The Howling: Reborn was directed by Joe Nimziki. The film stars Landon Liboiron, Lindsey Shaw and Ivana Miličević. The story is credited to the novel The Howling II. A teenage outcast named Will Kidman (Liboiron) discovers he is a werewolf and must battle a pack of the brutal creatures when they threaten him and his new girlfriend Eliana Wynter (Shaw).

===Future===
In May 2015, Emaji Entertainment obtained the rights to remake the original 1981 film.
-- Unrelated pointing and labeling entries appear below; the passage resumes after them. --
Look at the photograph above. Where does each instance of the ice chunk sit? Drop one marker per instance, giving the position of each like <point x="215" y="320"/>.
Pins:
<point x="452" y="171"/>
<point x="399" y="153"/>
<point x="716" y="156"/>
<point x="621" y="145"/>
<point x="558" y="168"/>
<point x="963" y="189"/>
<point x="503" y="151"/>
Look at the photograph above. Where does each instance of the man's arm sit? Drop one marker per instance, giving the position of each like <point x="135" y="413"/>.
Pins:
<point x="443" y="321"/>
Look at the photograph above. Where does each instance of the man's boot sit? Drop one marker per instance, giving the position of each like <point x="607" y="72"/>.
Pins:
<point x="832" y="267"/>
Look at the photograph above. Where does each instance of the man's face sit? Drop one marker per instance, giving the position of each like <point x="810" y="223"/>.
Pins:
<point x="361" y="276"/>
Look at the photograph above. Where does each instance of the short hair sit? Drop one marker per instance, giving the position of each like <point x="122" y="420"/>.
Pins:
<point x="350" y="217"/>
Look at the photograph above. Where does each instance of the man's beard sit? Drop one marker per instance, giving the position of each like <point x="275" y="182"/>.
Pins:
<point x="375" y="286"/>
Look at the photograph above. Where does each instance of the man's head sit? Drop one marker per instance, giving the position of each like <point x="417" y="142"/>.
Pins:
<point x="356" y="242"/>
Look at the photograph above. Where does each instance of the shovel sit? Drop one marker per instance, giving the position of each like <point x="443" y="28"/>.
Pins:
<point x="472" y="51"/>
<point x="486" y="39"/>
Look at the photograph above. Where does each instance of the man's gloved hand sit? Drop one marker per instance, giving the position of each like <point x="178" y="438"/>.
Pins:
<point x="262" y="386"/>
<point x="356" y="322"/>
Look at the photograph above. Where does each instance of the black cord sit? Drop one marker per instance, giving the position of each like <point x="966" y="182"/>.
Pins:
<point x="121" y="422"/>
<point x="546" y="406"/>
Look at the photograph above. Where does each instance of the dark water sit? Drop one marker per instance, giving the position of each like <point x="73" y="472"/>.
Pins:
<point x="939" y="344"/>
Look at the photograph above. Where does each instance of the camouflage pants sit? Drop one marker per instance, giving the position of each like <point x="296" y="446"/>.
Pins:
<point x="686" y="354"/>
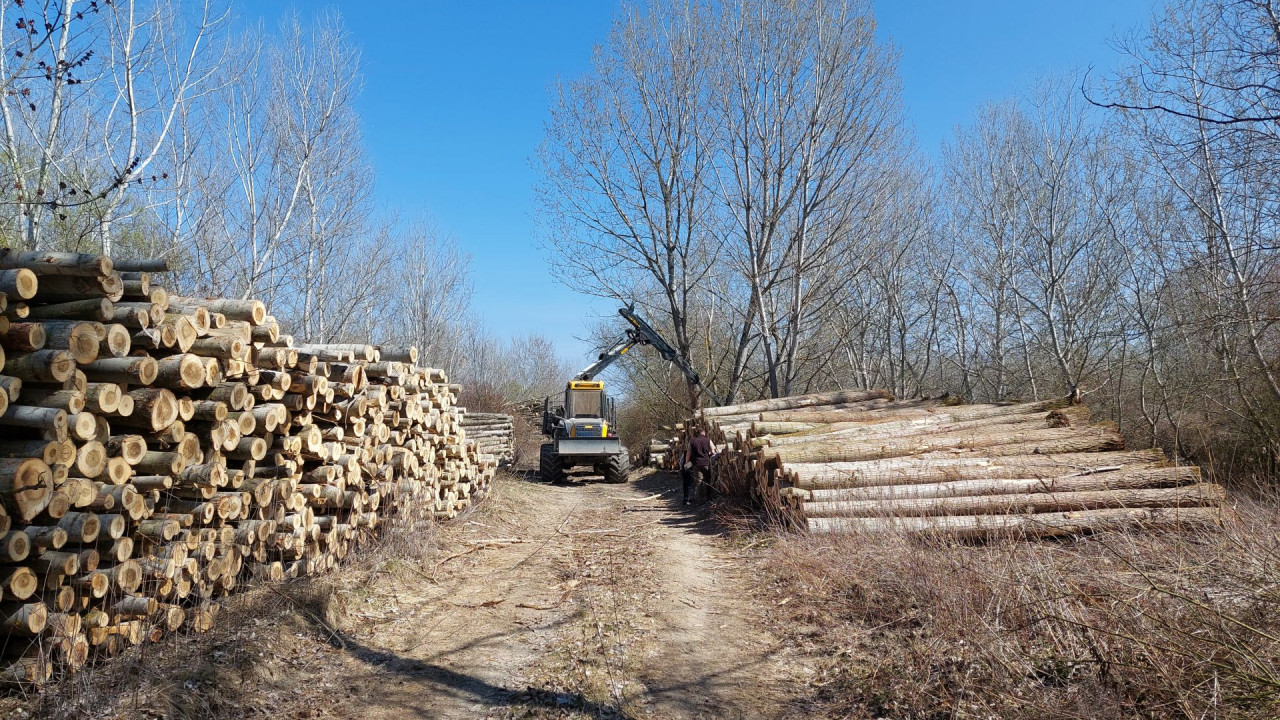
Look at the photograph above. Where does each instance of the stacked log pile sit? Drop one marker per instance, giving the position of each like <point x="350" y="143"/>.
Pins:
<point x="494" y="433"/>
<point x="161" y="451"/>
<point x="868" y="463"/>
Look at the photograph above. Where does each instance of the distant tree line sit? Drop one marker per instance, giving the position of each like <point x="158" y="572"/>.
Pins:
<point x="160" y="128"/>
<point x="743" y="171"/>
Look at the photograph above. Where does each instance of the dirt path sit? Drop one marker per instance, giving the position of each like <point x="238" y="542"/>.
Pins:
<point x="581" y="601"/>
<point x="576" y="601"/>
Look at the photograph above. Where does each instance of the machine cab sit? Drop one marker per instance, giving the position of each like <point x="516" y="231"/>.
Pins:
<point x="588" y="411"/>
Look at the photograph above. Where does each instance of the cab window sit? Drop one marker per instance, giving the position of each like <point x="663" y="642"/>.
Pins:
<point x="585" y="402"/>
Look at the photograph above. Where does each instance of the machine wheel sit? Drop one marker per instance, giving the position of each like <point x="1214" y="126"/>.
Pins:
<point x="548" y="465"/>
<point x="617" y="469"/>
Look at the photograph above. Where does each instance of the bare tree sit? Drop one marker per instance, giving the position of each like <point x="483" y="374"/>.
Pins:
<point x="625" y="164"/>
<point x="809" y="115"/>
<point x="92" y="95"/>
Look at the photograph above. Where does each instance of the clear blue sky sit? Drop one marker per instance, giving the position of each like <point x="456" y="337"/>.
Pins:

In 2020, Andy Muschietti was hired to direct a remake.

At CinemaCon 2026, StudioCanal announced that a rebooted version of The Howling was officially in development.

==Reception==

===Critical and public response===

| Year | Film | Rotten Tomatoes |
|---|---|---|
| 1981 | The Howling | 76% (45 reviews) |
| 1985 | Howling II: Your Sister Is a Werewolf | 29% (14 reviews) |
| 1987 | Howling III | 23% (13 reviews) |
| 1988 | Howling IV: The Original Nightmare | N/A |
| 1989 | Howling V: The Rebirth | N/A |
| 1991 | Howling VI: The Freaks | N/A |
| 1995 | Howling: New Moon Rising | N/A |
| 2011 | The Howling: Reborn | 17% (6 reviews) |

==Comic book==
A sequel comic book titled The Howling: Revenge of the Werewolf Queen was released in 2017, with events set weeks after the end of the first film. The comic book centers on Chris Halloran, who has been charged with the murder of Karen White, and is determined to prove the existence of werewolves to establish his defense.